Anggaran untuk subsidi BBM untuk tahun 2011
saja adalah sekitar 211 Triliun Rupiah. Anggaran sebesar tersebut hanya
diperuntukan untuk menutupi biaya subsidi BBM bagi rakyat. Subsidi sebenarnya diperuntukan untuk
masyarakat miskin. UU RI No. 30 tahun 2007 tentang Energi menegaskan pada Pasal
7 (2) Pemerintah menyediakan untuk
kelompok masyarakat tidak mampu.
Namun
kenyataan subsidi BBM dimanfaatkan oleh kelas menegah hingga kelas atas. Lebih
dari 70 persen penguna subsidi BBM dinikmati oleh kalangan menegah keatas.

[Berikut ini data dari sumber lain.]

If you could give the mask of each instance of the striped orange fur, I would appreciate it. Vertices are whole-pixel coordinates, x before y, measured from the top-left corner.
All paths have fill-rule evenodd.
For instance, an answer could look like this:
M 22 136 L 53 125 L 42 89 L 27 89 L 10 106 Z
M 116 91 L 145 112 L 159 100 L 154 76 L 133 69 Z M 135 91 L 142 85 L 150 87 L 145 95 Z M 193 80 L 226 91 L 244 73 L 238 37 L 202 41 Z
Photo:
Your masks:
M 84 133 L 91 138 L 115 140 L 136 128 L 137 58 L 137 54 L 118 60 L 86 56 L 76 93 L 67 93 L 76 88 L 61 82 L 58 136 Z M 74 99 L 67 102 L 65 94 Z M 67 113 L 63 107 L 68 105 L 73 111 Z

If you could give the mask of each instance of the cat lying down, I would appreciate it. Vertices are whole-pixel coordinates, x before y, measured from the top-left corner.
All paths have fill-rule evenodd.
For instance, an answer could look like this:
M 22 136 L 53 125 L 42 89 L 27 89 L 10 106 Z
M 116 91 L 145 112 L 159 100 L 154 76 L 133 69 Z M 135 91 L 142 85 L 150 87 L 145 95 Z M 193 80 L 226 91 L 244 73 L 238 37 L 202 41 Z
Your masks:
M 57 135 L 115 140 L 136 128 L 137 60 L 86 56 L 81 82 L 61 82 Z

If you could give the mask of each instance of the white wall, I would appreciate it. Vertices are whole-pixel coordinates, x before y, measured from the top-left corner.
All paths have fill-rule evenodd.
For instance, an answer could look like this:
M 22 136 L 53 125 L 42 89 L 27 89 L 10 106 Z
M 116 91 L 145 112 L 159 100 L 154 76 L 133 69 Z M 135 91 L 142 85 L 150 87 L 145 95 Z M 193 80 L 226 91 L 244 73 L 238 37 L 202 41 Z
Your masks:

Sepertinya Pemerintah harus membuat standarisasi miskin sehingga kelompok
masyarakat tidak mampulah yang menikmati subsidi BBM.
Menurut data SUSENAS BPS
menunjukan bahwa 40 persen masyarakat menengah ke bawah hanya mendapatkan
manfaat sebesar 13 persen dari subsidi BBM. Kolompok yang paling menikmati manfaat
dari subsidi BBM adalah 40 persen masyarakat teratas di Indonesia dengan bagian
sebesar kisaran 70 persen.
Sudah
jelas bahwa subsidi BBM tidak tepat sasaran. Banyak wacana untuk mencabut
subsidi BBM karena dinilai tidak tepat sasaran. Mencabut subsidi BBM justru
menambah beban masyarakat secara otomatis akan menambah biaya hidup masyarakat,
khususnya kelompok masyarakat miskin.
Ini sesungguhnya merupakan wujud ketidakmampuan
pemerintah untuk mengawal subsidi BBM hingga dapat dinikmati oleh kelompok
masyarakat miskin UU RI
No. 30 tahun 2007. Untuk itu Pemerintah harus mengevaluasi kenerja pengawalan
dan pemanfaatan subsidi BBM.
Dapat kita bayangkan 70 persen subsidi BBM yang
digunakan oleh kalangan 40 persen masyarakat berpenghasilan tinggi digunakan
untuk membangun infrastruktur, penguatan ekonomi dan pendidikan. Indonesia akan
membangun fondasi perekonomian yang kuat.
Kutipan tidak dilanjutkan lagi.